Il a rattaché la figure à une balance au Corner Hotel de Melbourne, un rebut qui a refusé de rester rebut. Le titre est plus vieux que le voyage. Enfant, il entendait Salvation Army et gardait Seven Nation Army, une erreur d’oreille qui sonne comme une campagne. L’enregistrement se fait à Toe Rag, à Londres, Liam Watson à l’ingénierie, Jack à la production, une console huit pistes qui rend le luxe impossible. Une pédale DigiTech Whammy fait la chute d’octave. Il n’y a pas de basse sur le morceau. L’illusion est le sujet. Elephant était leur déclaration qu’un duo et un petit magnétophone pouvaient encore sonner plus grand qu’un studio plein d’options.
Le texte est une rancune habillée en voyage. Il va à Wichita, ou n’importe où la personne dont il a fini n’est pas. La voix est sèche, proche, un peu méchante. Quand le riff revient après la coupure, il n’a pas progressé. Progresser serait une gentillesse. Ce que l’arrangement comprend, c’est la répétition comme pression. Sur le single, puis dans chaque stade qui l’a adopté ensuite, les notes ont quitté la chanson pour devenir un chant que les gens peuvent entonner sans connaître un mot. The White Stripes avaient fait une mélodie populaire par accident, en rouge et blanc.
Seven Nation Army, c’est comme ça que j’appelais la Salvation Army quand j’étais gosse, parce que j’avais mal entendu le nom.
(Jack White, sur le titre, 2003)
La Grande-Bretagne l’envoie dans le top dix. L’Amérique la préfère d’abord à la radio alternative, puis dans les stades, puis dans les manifestations, le riff vidé de sa querelle privée et rempli par qui avait besoin d’une marche. Jack l’a joué avec les Raconteurs et seul, parfois plus long, parfois avec la foule qui fait le travail avant qu’il arrive. La prise de studio reste la sévère. Deux personnes, une bande limitée, une pédale. Le mythe du garage est d’habitude une nostalgie. Ici la limite s’entend, et elle est le style.

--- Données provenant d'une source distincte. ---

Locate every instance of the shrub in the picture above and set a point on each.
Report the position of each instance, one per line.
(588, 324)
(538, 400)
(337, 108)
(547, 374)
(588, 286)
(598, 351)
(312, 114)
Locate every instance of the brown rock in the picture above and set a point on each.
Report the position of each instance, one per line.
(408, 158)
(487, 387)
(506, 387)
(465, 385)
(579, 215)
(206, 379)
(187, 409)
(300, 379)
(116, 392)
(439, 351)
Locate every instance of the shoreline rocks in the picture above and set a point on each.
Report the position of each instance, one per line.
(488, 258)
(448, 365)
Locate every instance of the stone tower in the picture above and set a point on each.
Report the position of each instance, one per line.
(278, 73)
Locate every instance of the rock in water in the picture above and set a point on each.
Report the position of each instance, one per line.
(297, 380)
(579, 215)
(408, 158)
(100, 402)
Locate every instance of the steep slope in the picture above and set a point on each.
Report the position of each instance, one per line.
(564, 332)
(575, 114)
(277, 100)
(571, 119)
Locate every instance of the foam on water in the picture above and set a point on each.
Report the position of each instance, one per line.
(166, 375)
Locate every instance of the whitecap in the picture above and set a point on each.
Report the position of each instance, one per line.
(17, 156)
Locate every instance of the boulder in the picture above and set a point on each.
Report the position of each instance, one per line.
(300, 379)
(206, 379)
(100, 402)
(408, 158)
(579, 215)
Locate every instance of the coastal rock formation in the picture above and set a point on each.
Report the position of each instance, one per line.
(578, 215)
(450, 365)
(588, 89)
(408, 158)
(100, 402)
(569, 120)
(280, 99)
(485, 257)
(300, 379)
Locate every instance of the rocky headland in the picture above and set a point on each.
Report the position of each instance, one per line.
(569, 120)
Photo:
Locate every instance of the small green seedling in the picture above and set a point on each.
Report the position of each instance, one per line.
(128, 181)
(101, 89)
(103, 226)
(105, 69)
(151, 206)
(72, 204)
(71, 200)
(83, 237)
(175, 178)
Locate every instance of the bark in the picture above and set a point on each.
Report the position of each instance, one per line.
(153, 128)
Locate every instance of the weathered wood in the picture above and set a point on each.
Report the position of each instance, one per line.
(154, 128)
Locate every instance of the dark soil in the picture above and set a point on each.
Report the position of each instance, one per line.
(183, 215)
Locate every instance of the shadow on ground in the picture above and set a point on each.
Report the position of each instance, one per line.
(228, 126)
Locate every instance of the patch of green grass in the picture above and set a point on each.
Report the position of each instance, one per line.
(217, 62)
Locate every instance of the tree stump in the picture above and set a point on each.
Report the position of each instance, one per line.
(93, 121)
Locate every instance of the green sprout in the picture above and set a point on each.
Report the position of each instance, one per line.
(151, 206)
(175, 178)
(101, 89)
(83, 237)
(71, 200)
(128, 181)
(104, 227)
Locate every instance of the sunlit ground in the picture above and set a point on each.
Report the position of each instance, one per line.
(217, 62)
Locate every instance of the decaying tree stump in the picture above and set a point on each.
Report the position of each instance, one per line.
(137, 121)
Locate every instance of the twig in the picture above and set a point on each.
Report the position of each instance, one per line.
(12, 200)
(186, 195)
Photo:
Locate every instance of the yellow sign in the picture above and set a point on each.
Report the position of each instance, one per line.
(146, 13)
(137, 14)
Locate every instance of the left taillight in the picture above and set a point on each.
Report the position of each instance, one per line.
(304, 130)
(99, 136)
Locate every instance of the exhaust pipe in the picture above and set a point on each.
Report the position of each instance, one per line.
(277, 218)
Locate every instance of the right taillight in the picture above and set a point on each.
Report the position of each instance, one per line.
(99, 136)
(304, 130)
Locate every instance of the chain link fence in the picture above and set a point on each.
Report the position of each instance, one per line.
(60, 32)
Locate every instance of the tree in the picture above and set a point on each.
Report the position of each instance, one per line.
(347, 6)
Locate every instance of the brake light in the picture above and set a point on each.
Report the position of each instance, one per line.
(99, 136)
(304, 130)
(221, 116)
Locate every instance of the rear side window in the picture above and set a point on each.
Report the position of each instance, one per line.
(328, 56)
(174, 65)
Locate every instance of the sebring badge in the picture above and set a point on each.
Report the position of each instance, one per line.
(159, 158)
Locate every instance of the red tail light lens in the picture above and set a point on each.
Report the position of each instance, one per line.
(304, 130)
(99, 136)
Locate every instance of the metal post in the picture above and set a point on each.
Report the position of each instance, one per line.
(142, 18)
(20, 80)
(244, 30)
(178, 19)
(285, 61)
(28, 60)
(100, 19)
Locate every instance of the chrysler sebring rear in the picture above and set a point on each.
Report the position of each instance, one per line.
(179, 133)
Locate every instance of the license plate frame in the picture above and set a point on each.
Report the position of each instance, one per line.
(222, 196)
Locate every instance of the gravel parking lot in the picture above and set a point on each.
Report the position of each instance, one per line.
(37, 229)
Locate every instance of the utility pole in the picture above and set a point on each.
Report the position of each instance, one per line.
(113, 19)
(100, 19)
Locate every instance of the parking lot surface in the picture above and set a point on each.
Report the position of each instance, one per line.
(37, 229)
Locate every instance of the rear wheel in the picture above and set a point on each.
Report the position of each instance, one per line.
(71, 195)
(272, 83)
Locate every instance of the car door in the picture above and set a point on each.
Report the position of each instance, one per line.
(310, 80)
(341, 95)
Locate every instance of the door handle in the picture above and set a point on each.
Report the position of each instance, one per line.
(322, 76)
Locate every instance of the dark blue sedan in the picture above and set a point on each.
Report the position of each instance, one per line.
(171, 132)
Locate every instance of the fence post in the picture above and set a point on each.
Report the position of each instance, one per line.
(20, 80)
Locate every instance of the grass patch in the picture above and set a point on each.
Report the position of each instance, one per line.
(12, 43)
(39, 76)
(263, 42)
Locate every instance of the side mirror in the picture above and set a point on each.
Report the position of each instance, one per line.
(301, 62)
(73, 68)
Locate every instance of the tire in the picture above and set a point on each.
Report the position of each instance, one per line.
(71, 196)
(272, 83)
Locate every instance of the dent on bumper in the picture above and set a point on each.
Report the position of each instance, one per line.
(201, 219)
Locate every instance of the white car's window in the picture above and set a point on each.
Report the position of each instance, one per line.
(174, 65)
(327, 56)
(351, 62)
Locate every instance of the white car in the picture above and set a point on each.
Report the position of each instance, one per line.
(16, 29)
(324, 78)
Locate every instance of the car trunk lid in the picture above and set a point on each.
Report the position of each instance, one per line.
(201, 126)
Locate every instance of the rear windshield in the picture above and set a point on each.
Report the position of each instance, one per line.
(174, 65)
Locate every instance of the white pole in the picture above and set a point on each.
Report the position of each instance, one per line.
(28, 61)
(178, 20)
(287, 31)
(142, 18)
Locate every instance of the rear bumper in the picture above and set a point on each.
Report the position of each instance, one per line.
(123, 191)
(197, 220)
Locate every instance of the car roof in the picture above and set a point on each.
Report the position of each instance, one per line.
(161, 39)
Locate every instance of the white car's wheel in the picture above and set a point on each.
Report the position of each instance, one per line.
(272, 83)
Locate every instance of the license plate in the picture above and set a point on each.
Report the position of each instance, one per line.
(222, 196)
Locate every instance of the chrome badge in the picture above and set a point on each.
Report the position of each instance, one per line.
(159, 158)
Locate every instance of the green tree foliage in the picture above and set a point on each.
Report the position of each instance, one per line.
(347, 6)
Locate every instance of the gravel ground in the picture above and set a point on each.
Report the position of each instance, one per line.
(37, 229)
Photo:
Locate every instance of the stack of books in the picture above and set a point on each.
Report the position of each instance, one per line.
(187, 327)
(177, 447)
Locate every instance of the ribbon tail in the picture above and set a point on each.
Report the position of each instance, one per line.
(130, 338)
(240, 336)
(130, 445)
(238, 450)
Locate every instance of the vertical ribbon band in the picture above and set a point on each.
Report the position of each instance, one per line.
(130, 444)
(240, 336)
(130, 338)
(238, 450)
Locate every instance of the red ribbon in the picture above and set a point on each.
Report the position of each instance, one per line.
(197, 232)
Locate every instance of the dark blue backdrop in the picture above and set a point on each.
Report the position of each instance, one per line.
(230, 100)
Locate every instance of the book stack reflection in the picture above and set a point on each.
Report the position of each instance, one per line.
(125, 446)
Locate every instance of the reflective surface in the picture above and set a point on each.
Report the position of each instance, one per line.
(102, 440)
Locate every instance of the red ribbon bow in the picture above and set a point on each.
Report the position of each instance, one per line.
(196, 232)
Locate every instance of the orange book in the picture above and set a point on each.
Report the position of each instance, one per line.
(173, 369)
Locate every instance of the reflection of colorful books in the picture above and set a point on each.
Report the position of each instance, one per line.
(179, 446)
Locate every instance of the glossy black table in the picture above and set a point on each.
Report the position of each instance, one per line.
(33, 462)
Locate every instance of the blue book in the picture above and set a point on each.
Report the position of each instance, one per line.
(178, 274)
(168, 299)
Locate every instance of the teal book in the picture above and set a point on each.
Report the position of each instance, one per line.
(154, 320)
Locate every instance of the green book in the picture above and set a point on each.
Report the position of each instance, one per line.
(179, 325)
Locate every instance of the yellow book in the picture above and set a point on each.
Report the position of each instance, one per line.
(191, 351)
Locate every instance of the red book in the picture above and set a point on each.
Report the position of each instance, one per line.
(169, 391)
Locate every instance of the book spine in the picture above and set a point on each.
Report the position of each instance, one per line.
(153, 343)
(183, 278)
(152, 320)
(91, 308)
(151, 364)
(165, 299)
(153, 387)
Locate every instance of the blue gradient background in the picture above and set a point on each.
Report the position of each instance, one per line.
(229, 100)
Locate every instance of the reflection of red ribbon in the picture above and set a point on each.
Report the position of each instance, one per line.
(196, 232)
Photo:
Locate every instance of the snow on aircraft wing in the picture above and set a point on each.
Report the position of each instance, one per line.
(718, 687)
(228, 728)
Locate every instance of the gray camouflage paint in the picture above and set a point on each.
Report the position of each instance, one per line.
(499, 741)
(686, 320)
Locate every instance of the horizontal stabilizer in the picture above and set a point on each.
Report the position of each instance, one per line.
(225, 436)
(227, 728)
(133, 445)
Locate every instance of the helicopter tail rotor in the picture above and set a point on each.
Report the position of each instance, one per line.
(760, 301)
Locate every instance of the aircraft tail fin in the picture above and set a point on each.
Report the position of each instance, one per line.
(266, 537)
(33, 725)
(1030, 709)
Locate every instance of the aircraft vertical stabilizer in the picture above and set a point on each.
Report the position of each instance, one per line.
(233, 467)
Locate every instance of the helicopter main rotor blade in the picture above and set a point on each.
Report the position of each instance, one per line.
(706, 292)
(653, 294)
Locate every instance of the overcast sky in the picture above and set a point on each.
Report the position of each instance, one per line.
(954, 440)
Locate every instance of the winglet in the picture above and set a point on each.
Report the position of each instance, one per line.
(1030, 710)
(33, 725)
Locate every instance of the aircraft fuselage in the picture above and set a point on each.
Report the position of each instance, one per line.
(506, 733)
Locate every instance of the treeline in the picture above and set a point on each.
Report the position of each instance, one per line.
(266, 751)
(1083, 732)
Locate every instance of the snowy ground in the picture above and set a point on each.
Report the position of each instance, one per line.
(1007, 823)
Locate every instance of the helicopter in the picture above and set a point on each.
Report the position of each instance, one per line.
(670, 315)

Ce qui reste, c’est cette marche descendante, assez simple pour être hurlée par des gens qui n’ont jamais tenu une guitare. L’association caritative mal entendue, la balance d’hôtel, la machine qui ne pouvait pas prendre une neuvième piste : tout cela est encore dans les notes. Seven Nation Army ne demande pas à être comprise. Elle demande qu’on la rejoigne. Certains riffs décorent une chanson. Celui-ci a remplacé la chanson, et la chanson, curieusement, a survécu.